Notice the prevalence of "I" in this post. Paul wrestled with "self" with "I" so much in Romans 7, but who we are in ourselves is nothing but dead, and any attempt to improve ourselves produces weak and beggarly elements all the way.

Such is the result of a sin conscience, in which the sense of wrong-doing and foreboding stays with someone. We know that we must measure up, but we cannot measure up in anything that we do. This realization produces despondency and death. Too often, death overtakes men and women in AA through suicide.

AA fosters this wickedness. Men and women are not meant to walk about feeling sorry for themselves and holding themselves accountable to live according to a set of rules.

The Law, the knowledge of Good and Evil, invokes nothing but condemnation and death.

God wants us to have life and that more abundantly.

It was the Twelve Steps which fostered this awful sense of ill-will in my life.

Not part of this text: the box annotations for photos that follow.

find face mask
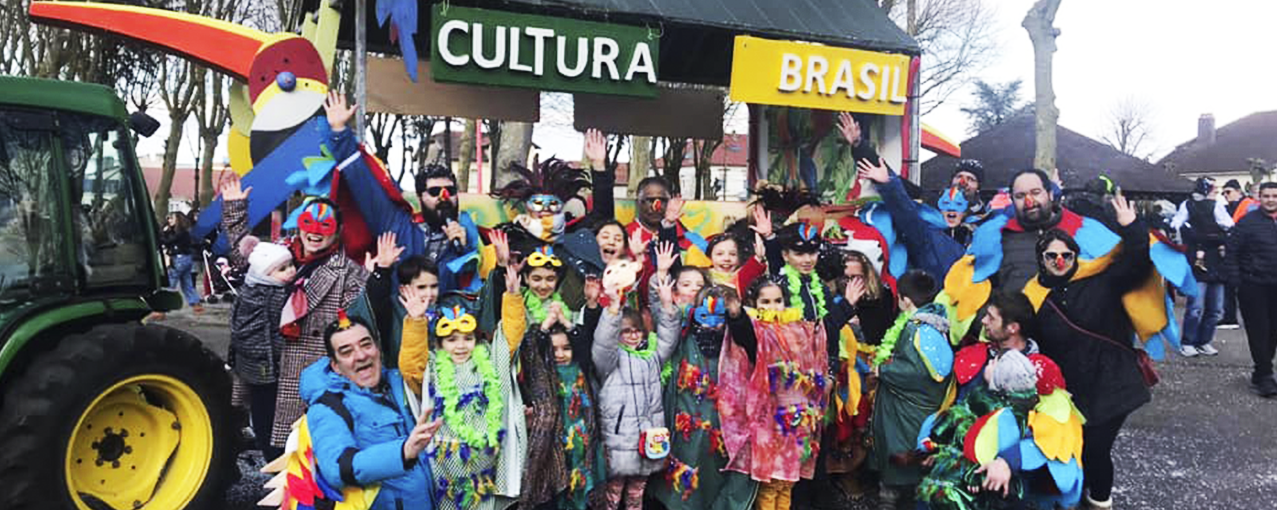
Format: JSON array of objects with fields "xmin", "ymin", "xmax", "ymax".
[
  {"xmin": 692, "ymin": 297, "xmax": 727, "ymax": 328},
  {"xmin": 298, "ymin": 202, "xmax": 337, "ymax": 235}
]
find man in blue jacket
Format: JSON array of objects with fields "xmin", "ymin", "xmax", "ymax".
[
  {"xmin": 301, "ymin": 313, "xmax": 442, "ymax": 510},
  {"xmin": 324, "ymin": 92, "xmax": 483, "ymax": 293}
]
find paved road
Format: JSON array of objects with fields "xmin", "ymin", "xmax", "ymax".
[{"xmin": 166, "ymin": 307, "xmax": 1277, "ymax": 510}]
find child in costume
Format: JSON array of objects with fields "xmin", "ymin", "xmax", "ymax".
[
  {"xmin": 591, "ymin": 279, "xmax": 679, "ymax": 510},
  {"xmin": 400, "ymin": 265, "xmax": 526, "ymax": 510},
  {"xmin": 870, "ymin": 270, "xmax": 954, "ymax": 509},
  {"xmin": 917, "ymin": 346, "xmax": 1084, "ymax": 510},
  {"xmin": 718, "ymin": 279, "xmax": 831, "ymax": 510},
  {"xmin": 222, "ymin": 182, "xmax": 298, "ymax": 459},
  {"xmin": 520, "ymin": 303, "xmax": 607, "ymax": 510},
  {"xmin": 654, "ymin": 285, "xmax": 757, "ymax": 510},
  {"xmin": 707, "ymin": 233, "xmax": 767, "ymax": 294}
]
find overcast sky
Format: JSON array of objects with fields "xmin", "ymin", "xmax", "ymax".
[
  {"xmin": 139, "ymin": 0, "xmax": 1277, "ymax": 171},
  {"xmin": 923, "ymin": 0, "xmax": 1277, "ymax": 161}
]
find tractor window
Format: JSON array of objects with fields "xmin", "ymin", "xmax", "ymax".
[
  {"xmin": 0, "ymin": 107, "xmax": 68, "ymax": 303},
  {"xmin": 60, "ymin": 114, "xmax": 149, "ymax": 289}
]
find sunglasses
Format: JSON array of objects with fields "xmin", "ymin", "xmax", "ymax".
[
  {"xmin": 425, "ymin": 185, "xmax": 457, "ymax": 197},
  {"xmin": 527, "ymin": 198, "xmax": 563, "ymax": 213},
  {"xmin": 1042, "ymin": 252, "xmax": 1075, "ymax": 262}
]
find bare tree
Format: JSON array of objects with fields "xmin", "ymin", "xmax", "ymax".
[
  {"xmin": 962, "ymin": 79, "xmax": 1024, "ymax": 134},
  {"xmin": 1099, "ymin": 96, "xmax": 1153, "ymax": 160},
  {"xmin": 626, "ymin": 137, "xmax": 654, "ymax": 197},
  {"xmin": 879, "ymin": 0, "xmax": 999, "ymax": 115},
  {"xmin": 1020, "ymin": 0, "xmax": 1060, "ymax": 169}
]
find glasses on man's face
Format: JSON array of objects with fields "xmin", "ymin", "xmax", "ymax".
[
  {"xmin": 527, "ymin": 198, "xmax": 563, "ymax": 213},
  {"xmin": 425, "ymin": 185, "xmax": 457, "ymax": 197},
  {"xmin": 1042, "ymin": 252, "xmax": 1075, "ymax": 262}
]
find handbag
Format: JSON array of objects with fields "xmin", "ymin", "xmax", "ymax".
[{"xmin": 1046, "ymin": 298, "xmax": 1162, "ymax": 387}]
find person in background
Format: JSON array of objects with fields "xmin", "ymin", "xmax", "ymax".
[
  {"xmin": 1223, "ymin": 183, "xmax": 1277, "ymax": 399},
  {"xmin": 1171, "ymin": 178, "xmax": 1232, "ymax": 358},
  {"xmin": 1220, "ymin": 179, "xmax": 1259, "ymax": 330},
  {"xmin": 160, "ymin": 212, "xmax": 204, "ymax": 313}
]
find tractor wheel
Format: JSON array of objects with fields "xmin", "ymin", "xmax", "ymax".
[{"xmin": 0, "ymin": 325, "xmax": 236, "ymax": 510}]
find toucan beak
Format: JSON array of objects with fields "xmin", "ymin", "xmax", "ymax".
[{"xmin": 29, "ymin": 1, "xmax": 270, "ymax": 82}]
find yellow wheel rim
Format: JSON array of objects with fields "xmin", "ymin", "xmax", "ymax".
[{"xmin": 66, "ymin": 375, "xmax": 213, "ymax": 510}]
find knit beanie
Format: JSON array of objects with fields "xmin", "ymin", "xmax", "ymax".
[
  {"xmin": 246, "ymin": 243, "xmax": 292, "ymax": 285},
  {"xmin": 987, "ymin": 349, "xmax": 1037, "ymax": 392}
]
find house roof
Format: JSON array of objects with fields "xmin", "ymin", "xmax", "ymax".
[
  {"xmin": 922, "ymin": 114, "xmax": 1193, "ymax": 196},
  {"xmin": 303, "ymin": 0, "xmax": 922, "ymax": 86},
  {"xmin": 1157, "ymin": 111, "xmax": 1277, "ymax": 174}
]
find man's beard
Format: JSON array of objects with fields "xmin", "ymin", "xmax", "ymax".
[
  {"xmin": 421, "ymin": 201, "xmax": 457, "ymax": 226},
  {"xmin": 1015, "ymin": 203, "xmax": 1056, "ymax": 230}
]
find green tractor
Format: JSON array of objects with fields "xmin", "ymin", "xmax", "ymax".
[{"xmin": 0, "ymin": 77, "xmax": 238, "ymax": 510}]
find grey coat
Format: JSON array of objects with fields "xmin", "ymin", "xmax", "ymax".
[{"xmin": 593, "ymin": 309, "xmax": 679, "ymax": 477}]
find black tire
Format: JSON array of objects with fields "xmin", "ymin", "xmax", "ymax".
[{"xmin": 0, "ymin": 323, "xmax": 238, "ymax": 510}]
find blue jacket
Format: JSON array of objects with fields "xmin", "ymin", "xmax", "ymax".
[
  {"xmin": 329, "ymin": 129, "xmax": 481, "ymax": 294},
  {"xmin": 300, "ymin": 358, "xmax": 433, "ymax": 510},
  {"xmin": 875, "ymin": 173, "xmax": 964, "ymax": 281}
]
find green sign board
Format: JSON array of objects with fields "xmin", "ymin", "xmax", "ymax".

Pastor Joseph Prince mentions that condemnation is the root of all of man's problems.

He was not kidding:

"26For if we sin wilfully after that we have received the knowledge of the truth, there remaineth no more sacrifice for sins, 27But a certain fearful looking for of judgment and fiery indignation, which shall devour the adversaries." (Hebrews 10: 26-27)

There is no other sacrifice left, there is not other way to pay for our sins, or to rid ourselves of the sin conscience. Either we believe that Jesus Christ did it all, or we do not believe it at all. Either we rest in His Promise, or we never rest, and we bear condemnation and death in our bodies, alienated in our minds, and lost to eternal life, or for the believer lost to all the good things which God works within us and outside of us to our benefit and His glory.